Is it possible to solve $k = \frac{x}{\ln(x)}$ for $x$?

Question

Is it possible to solve $k = \frac{x}{\ln(x)}$ for $x$? My suspicion after a fruitless hour of manipulation is that it is not.

Answer 1

It can be solved with the Lambert W function.

First let $y=\frac1x$. Then let $z=\ln(y)$, and use the Lambert W function. Then substitute back.

\begin{align*} k &= \frac{x}{\ln x} \\ k &= \frac{\frac1y}{\ln \frac1y} \\ k &= \frac{1}{y\ln \frac1y} \\ k &= -\frac{1}{y\ln y} \\ -\tfrac{1}k &= y\ln y \\ -\tfrac{1}k &= e^zz \\ W\left(-\tfrac{1}k\right) &= z \\ W\left(-\tfrac{1}k\right) &= \ln(y) \\ e^{W\left(-\tfrac{1}k\right)} &= y \\ e^{W\left(-\tfrac{1}k\right)} &= \tfrac1x \\ e^{-W\left(-\tfrac{1}k\right)} &= x \end{align*}

Hence $x= e^{-W\left(-\tfrac{1}k\right)} $.

Note that the Lambert W function is only defined for $x\geq-\tfrac{1}e$. Therefore we need $k>e$ or $k<0$. Otherwise there is no solution.

When $k>e$, we need to consider both branches of W. Then $x= e^{-W_0\left(-\tfrac{1}k\right)} \vee e^{-W_{-1}\left(-\tfrac{1}k\right)}$.

Note that we need the Lambert W function. If $e^{-W\left(-\tfrac{1}k\right)}$ could be written with just elementary functions, then $W(x)$ can be written using just elementary functions. But it has been proven that it can't.

Answer 2

Consider the function $f(x)=x-k\ln x$, defined for $x>0$. We have $$ \lim_{x\to\infty}f(x)=\infty $$ and $$ \lim_{x\to0}f(x)= \begin{cases} \infty & \text{if $k>0$}\\[4px] -\infty & \text{if $k<0$} \end{cases} $$

We already see that a solution for $f(x)=0$ (which is the same as your equation) exists when $k<0$, but this is not sufficient.
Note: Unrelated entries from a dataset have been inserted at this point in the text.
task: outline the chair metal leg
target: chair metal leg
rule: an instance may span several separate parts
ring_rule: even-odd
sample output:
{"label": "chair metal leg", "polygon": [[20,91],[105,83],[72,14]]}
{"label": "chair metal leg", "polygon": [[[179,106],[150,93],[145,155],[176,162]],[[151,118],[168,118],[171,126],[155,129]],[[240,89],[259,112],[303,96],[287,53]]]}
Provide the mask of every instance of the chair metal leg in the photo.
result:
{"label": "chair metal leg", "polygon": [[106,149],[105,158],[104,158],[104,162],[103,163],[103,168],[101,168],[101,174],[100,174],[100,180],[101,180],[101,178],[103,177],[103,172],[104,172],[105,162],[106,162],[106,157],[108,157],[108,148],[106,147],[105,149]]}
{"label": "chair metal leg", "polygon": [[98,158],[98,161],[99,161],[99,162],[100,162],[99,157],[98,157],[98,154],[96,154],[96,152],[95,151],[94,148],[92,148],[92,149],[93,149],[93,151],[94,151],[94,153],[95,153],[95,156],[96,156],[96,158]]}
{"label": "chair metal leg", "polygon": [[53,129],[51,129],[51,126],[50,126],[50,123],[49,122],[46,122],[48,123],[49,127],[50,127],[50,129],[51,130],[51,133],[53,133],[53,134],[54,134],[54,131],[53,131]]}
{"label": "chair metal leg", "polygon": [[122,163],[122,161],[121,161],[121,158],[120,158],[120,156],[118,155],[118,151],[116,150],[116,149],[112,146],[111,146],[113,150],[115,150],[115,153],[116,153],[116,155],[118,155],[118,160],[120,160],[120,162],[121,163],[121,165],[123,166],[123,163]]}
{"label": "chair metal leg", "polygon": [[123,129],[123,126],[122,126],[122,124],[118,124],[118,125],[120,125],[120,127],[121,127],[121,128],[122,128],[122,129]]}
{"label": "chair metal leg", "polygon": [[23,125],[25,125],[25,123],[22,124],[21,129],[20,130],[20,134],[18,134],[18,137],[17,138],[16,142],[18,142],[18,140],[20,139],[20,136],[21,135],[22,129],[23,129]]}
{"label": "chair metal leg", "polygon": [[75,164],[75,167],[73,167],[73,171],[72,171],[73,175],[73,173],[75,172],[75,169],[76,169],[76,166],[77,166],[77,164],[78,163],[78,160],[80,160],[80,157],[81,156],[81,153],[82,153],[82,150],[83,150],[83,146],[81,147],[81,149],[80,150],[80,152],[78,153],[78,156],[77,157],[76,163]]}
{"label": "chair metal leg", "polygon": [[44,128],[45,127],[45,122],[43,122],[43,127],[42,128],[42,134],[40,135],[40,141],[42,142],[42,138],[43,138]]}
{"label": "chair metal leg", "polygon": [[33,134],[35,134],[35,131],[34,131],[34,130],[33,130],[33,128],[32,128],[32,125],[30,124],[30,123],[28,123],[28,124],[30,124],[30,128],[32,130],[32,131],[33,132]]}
Consider the derivative $$ f'(x)=1-\frac{k}{x}=\frac{x-k}{x} $$

Case $k<0$

If $k<0$, the derivative is positive everywhere, so the function is increasing and we get a single solution.

Case $k=0$

There is no solution, because this would imply $x=0$, but the equation makes no sense for $x\le0$.

Case $k>0$

So let $k>0$. We see that the function has a minimum at $k$, with $$ f(k)=k(1-\ln k) $$ The number of solutions then depends on whether $1-\ln k$ is positive (no solution), zero (one solution) or negative (two solutions). Clearly, $1-\ln k>0$ if and only if $0<k<e$.

Summary

• no solution if $0<k<e$;

• one solution if $k=e$ or $k<0$

• two solutions if $k>e$.

With numerical methods you can approximate the solutions to the required accuracy.